For symbols we have custom symbols which allows users to create macros that produce any symbol imaginable, with one or more extra data parameters affecting the symbol. We do not have a similar mechanism for lines. One idea therefore is to create a custom pen. The information would be stored in name.pen files, similar to symbol.def files for symbols, and name will be used as the style argument in pen specifications.

custompen

Syntax

In GMT, a pen is specified via the syntax

[width][,color][,style]

where commas are only used to separate items if more than one is given. All items are optional and have GMT defaults: 0.25p,black,solid. A custom pen will be requested via the style argument in a pen assignment. All custom pens inherit the above defaults if width or color are not set (the style cannot be overridden since it is the name of the custom pen). A given pen width will be distributed proportionally since custom pens must use nondimensional widths (and dash lengths). To override custom pen colors a series of colors may be provided to change them all, separated by + characters. A missing color means keep the default color.

User-level examples

Here is a set of syntax examples as to how users may specify such custom pens:

-Wrailroad
-W4p,ridge
-Wred+green,border
-W6p,black+red+yellow,route
-W1p,@path

The last example gets the custom pen path from the GMT cache server and scales it to 1p.

Implementation

The name.pen file format consists of an optional header with comments, followed by two or more nondimensional pen specifications. The pens will be applied in the order given, hence the order is important. Here is an example of a custom pen used to draw railroad tracks:

# Name: railroad
# Purpose: Draw a line that looks like a checkered railroad line.
# Lay down a black solid line of unit width
1,black,solid
# Overlay a white thinner dashed line
0.6666666666,white,5_5:0

Note the following:

  1. The actual pens are given in multiples of unit pen widths and are normally scaled by the width given on the command line [0.25p].
  2. The assigned color of the pens may be overridden on the command line [black]
  3. Any dashes, gaps, offsets must all be given in nondimensional and scaled up accordingly.
  4. To simplify parsing we specify all of width,color,style even if black and solid.

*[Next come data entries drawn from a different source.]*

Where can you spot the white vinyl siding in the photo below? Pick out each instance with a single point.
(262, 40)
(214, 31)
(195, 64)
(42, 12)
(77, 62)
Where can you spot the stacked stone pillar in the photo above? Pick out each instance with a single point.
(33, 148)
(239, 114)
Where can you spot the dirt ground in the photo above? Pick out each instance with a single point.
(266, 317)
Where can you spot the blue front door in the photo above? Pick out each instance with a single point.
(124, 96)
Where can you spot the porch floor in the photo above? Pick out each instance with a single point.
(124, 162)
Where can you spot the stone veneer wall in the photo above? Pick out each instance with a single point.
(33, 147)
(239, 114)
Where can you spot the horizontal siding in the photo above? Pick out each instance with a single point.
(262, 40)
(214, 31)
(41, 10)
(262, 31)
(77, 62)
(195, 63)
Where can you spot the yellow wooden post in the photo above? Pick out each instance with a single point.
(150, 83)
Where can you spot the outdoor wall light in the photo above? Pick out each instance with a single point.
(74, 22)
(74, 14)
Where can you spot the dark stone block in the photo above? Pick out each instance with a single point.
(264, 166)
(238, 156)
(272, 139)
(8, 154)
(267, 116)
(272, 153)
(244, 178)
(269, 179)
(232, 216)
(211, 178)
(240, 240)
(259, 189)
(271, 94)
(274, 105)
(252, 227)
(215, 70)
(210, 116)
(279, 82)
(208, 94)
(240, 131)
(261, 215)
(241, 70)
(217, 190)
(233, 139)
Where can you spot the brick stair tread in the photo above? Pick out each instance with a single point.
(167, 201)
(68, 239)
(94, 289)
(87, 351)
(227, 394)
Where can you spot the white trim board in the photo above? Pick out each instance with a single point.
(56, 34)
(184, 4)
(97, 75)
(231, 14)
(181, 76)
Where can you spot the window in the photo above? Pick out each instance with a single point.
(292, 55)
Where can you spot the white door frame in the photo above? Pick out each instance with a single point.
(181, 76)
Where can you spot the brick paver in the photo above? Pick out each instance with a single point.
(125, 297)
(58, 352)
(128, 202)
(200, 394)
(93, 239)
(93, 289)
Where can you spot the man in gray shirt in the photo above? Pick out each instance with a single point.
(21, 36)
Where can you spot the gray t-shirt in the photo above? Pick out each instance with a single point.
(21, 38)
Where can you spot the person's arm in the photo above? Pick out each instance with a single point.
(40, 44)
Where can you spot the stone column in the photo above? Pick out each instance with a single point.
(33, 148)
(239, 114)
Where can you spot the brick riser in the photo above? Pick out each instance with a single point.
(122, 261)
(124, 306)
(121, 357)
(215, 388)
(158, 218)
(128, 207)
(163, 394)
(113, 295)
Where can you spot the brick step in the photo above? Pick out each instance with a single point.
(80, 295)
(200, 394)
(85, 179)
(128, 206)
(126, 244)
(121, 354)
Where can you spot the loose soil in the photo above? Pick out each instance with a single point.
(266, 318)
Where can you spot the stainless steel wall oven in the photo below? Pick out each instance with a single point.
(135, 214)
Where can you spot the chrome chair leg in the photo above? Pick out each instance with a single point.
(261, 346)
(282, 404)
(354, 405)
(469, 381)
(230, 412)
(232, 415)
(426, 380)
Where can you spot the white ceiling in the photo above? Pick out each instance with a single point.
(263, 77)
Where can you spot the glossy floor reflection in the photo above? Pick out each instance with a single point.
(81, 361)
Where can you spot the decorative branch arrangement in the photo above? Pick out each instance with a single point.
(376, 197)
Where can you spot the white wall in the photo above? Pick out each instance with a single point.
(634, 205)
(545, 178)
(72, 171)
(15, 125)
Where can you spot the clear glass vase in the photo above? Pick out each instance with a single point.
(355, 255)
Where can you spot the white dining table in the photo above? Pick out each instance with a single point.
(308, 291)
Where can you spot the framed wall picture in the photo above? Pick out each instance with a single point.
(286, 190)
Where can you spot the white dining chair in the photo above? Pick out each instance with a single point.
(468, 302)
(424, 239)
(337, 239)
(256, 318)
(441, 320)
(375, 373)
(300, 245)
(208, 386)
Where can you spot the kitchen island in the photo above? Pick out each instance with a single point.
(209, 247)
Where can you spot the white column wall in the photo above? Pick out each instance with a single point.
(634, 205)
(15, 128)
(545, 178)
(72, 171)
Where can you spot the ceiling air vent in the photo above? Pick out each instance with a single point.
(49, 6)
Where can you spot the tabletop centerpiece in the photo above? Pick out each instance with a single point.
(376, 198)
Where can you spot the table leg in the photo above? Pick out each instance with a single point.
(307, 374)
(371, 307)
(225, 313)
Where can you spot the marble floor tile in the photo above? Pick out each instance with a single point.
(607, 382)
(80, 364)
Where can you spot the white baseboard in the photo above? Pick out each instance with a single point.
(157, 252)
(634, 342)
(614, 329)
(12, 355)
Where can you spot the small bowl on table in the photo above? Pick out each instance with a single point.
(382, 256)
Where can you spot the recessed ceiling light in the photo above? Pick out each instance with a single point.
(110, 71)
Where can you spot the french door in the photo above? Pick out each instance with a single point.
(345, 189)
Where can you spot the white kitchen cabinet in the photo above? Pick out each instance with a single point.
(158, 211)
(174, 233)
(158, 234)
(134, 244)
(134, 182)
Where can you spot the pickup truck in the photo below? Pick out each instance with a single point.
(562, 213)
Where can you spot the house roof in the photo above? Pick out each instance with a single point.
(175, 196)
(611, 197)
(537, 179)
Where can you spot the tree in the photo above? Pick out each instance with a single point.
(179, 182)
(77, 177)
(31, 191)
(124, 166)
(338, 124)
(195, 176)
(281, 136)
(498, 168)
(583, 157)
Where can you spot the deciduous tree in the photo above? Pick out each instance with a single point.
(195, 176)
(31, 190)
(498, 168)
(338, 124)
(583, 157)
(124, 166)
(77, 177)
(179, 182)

To use this custom pen but replace black with red, one would say -Wred,railroad, while a black and yellow railroad would need -W+yellow,railroad or -Wblack+yellow,railroad. Internally, reading a custom pen means we create an array of pens where the widths and colors and styles may be adjusted given the users choices (or else take the defaults). Hence, the problem of further implementation is how to repeatedly draw lines using an array of pens.

Module implementation

Initially designed for use in plot (psxy), it will require either a new plot-line function that takes the line to plot plus an array of pens resulting from a custom pen (or a single item if classic pen) and then repeatedly draws the same line while cycling over the available pens. Alternatively, the module could implement an outer loop over pens around the remaining line-drawing machinery. The main difference will be when we switch between pens (for each line or for each set of lines).

Modules affected

A test implementation would probably just target plot (psxy) and legend (pslegend). If successful we may extend to plot3d (psxyz) and wiggle. We can discuss if this effect is also useful for contours. See attached plot for some examples that could be implemented as custom pens (here they are just combinations of 2 or 3 pens). Note that what may appear as symbols (circles and squares) are just line property manipulations. I have given some of the basic pens a name.